The query has 3 issues, listed by prio:

  1. Query returns outdated user_metadata object.

After adding new properties to the user_metadata object, they are visible when browsing the user_metadata editor in the dashboard/user details, but the query returns the old object without the added props.

  1. Query fails with a 503 error (quite) some times.

  2. Query fails with a 500 error in a new tenant before creating a first user.

When you call the query and it doesn’t work, this could be the issue. The response is pasted below. Immediately after creating a user (even if deleting it again), the query starts working (returning ] in case of no users).

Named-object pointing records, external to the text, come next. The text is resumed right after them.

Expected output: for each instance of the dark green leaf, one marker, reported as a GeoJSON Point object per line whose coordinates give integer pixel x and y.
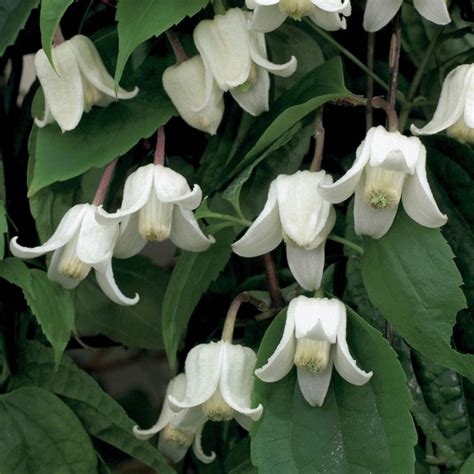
{"type": "Point", "coordinates": [103, 133]}
{"type": "Point", "coordinates": [133, 326]}
{"type": "Point", "coordinates": [99, 413]}
{"type": "Point", "coordinates": [152, 18]}
{"type": "Point", "coordinates": [191, 277]}
{"type": "Point", "coordinates": [51, 304]}
{"type": "Point", "coordinates": [411, 278]}
{"type": "Point", "coordinates": [13, 16]}
{"type": "Point", "coordinates": [51, 13]}
{"type": "Point", "coordinates": [358, 429]}
{"type": "Point", "coordinates": [41, 435]}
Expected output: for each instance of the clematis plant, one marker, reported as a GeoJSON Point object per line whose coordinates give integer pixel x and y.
{"type": "Point", "coordinates": [238, 60]}
{"type": "Point", "coordinates": [296, 213]}
{"type": "Point", "coordinates": [178, 431]}
{"type": "Point", "coordinates": [78, 81]}
{"type": "Point", "coordinates": [314, 340]}
{"type": "Point", "coordinates": [185, 83]}
{"type": "Point", "coordinates": [157, 204]}
{"type": "Point", "coordinates": [219, 382]}
{"type": "Point", "coordinates": [378, 13]}
{"type": "Point", "coordinates": [455, 111]}
{"type": "Point", "coordinates": [389, 167]}
{"type": "Point", "coordinates": [79, 244]}
{"type": "Point", "coordinates": [270, 14]}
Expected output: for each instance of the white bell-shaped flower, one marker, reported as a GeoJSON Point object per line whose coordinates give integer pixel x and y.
{"type": "Point", "coordinates": [238, 60]}
{"type": "Point", "coordinates": [157, 204]}
{"type": "Point", "coordinates": [270, 14]}
{"type": "Point", "coordinates": [378, 13]}
{"type": "Point", "coordinates": [296, 213]}
{"type": "Point", "coordinates": [220, 381]}
{"type": "Point", "coordinates": [79, 82]}
{"type": "Point", "coordinates": [388, 167]}
{"type": "Point", "coordinates": [79, 244]}
{"type": "Point", "coordinates": [455, 111]}
{"type": "Point", "coordinates": [314, 339]}
{"type": "Point", "coordinates": [178, 431]}
{"type": "Point", "coordinates": [185, 84]}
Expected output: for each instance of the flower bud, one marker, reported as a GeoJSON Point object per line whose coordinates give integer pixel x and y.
{"type": "Point", "coordinates": [197, 98]}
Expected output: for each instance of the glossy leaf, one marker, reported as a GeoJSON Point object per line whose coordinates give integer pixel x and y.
{"type": "Point", "coordinates": [14, 14]}
{"type": "Point", "coordinates": [151, 18]}
{"type": "Point", "coordinates": [51, 304]}
{"type": "Point", "coordinates": [51, 13]}
{"type": "Point", "coordinates": [100, 414]}
{"type": "Point", "coordinates": [40, 434]}
{"type": "Point", "coordinates": [358, 429]}
{"type": "Point", "coordinates": [136, 326]}
{"type": "Point", "coordinates": [191, 277]}
{"type": "Point", "coordinates": [411, 278]}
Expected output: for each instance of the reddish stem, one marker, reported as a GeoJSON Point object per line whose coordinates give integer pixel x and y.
{"type": "Point", "coordinates": [160, 147]}
{"type": "Point", "coordinates": [178, 49]}
{"type": "Point", "coordinates": [104, 183]}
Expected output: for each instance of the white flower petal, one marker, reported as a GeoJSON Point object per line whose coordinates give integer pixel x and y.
{"type": "Point", "coordinates": [327, 20]}
{"type": "Point", "coordinates": [198, 451]}
{"type": "Point", "coordinates": [186, 233]}
{"type": "Point", "coordinates": [303, 212]}
{"type": "Point", "coordinates": [130, 241]}
{"type": "Point", "coordinates": [223, 45]}
{"type": "Point", "coordinates": [433, 10]}
{"type": "Point", "coordinates": [105, 279]}
{"type": "Point", "coordinates": [265, 233]}
{"type": "Point", "coordinates": [203, 370]}
{"type": "Point", "coordinates": [306, 266]}
{"type": "Point", "coordinates": [451, 102]}
{"type": "Point", "coordinates": [318, 318]}
{"type": "Point", "coordinates": [314, 387]}
{"type": "Point", "coordinates": [281, 361]}
{"type": "Point", "coordinates": [345, 365]}
{"type": "Point", "coordinates": [254, 100]}
{"type": "Point", "coordinates": [95, 241]}
{"type": "Point", "coordinates": [345, 186]}
{"type": "Point", "coordinates": [236, 383]}
{"type": "Point", "coordinates": [369, 221]}
{"type": "Point", "coordinates": [55, 275]}
{"type": "Point", "coordinates": [65, 231]}
{"type": "Point", "coordinates": [187, 86]}
{"type": "Point", "coordinates": [331, 5]}
{"type": "Point", "coordinates": [177, 388]}
{"type": "Point", "coordinates": [266, 19]}
{"type": "Point", "coordinates": [258, 53]}
{"type": "Point", "coordinates": [62, 89]}
{"type": "Point", "coordinates": [417, 198]}
{"type": "Point", "coordinates": [136, 192]}
{"type": "Point", "coordinates": [93, 68]}
{"type": "Point", "coordinates": [393, 151]}
{"type": "Point", "coordinates": [378, 13]}
{"type": "Point", "coordinates": [172, 187]}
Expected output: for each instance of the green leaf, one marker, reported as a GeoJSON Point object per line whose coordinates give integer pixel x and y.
{"type": "Point", "coordinates": [152, 18]}
{"type": "Point", "coordinates": [51, 13]}
{"type": "Point", "coordinates": [3, 228]}
{"type": "Point", "coordinates": [321, 85]}
{"type": "Point", "coordinates": [191, 277]}
{"type": "Point", "coordinates": [358, 429]}
{"type": "Point", "coordinates": [136, 326]}
{"type": "Point", "coordinates": [101, 416]}
{"type": "Point", "coordinates": [411, 278]}
{"type": "Point", "coordinates": [41, 435]}
{"type": "Point", "coordinates": [105, 132]}
{"type": "Point", "coordinates": [14, 14]}
{"type": "Point", "coordinates": [51, 304]}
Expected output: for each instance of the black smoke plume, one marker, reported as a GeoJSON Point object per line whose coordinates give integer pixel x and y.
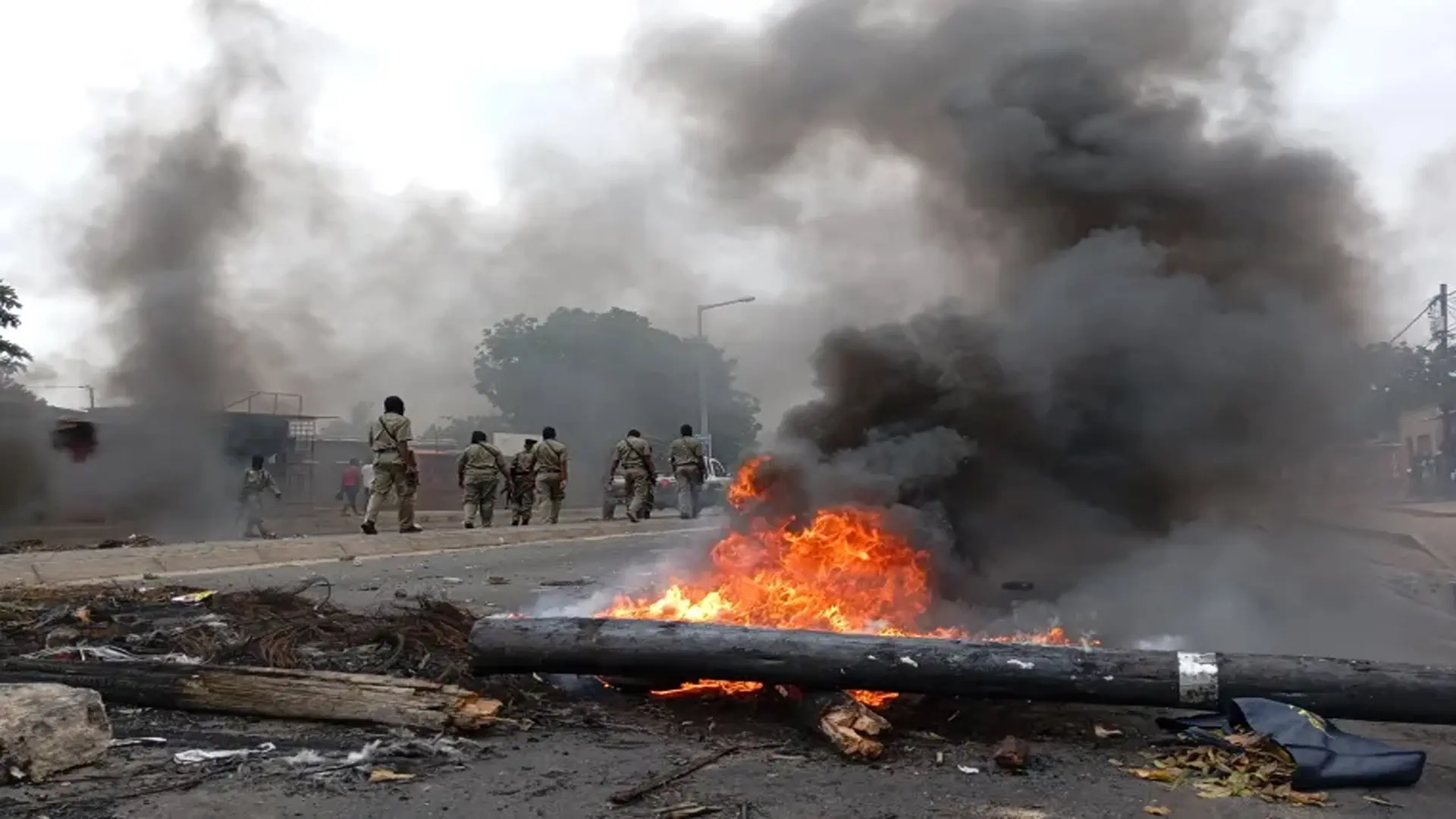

{“statusCode”:500,“error”:“Internal
Server Error”,“message”:“An internal
server error
occurred”,“errorCode”:“IndexMissingException[my-tenant]
missing]”}

We can work around 2 and 3, but 1 is pretty annoying.

Edit:

Thanks for updating, that’s in line with the support answers and my experience.

on #3, this is particularly relevant for multi-stage deployments.

Multi-stage deployments are done in order to ensure that an auth0 production tenant is flawlessly set up from a deterministic process like a setup script. With that, instead of manually playing around with options until “things work” in production, you play with a script in staging, test it in test, and deploy it one time in prod.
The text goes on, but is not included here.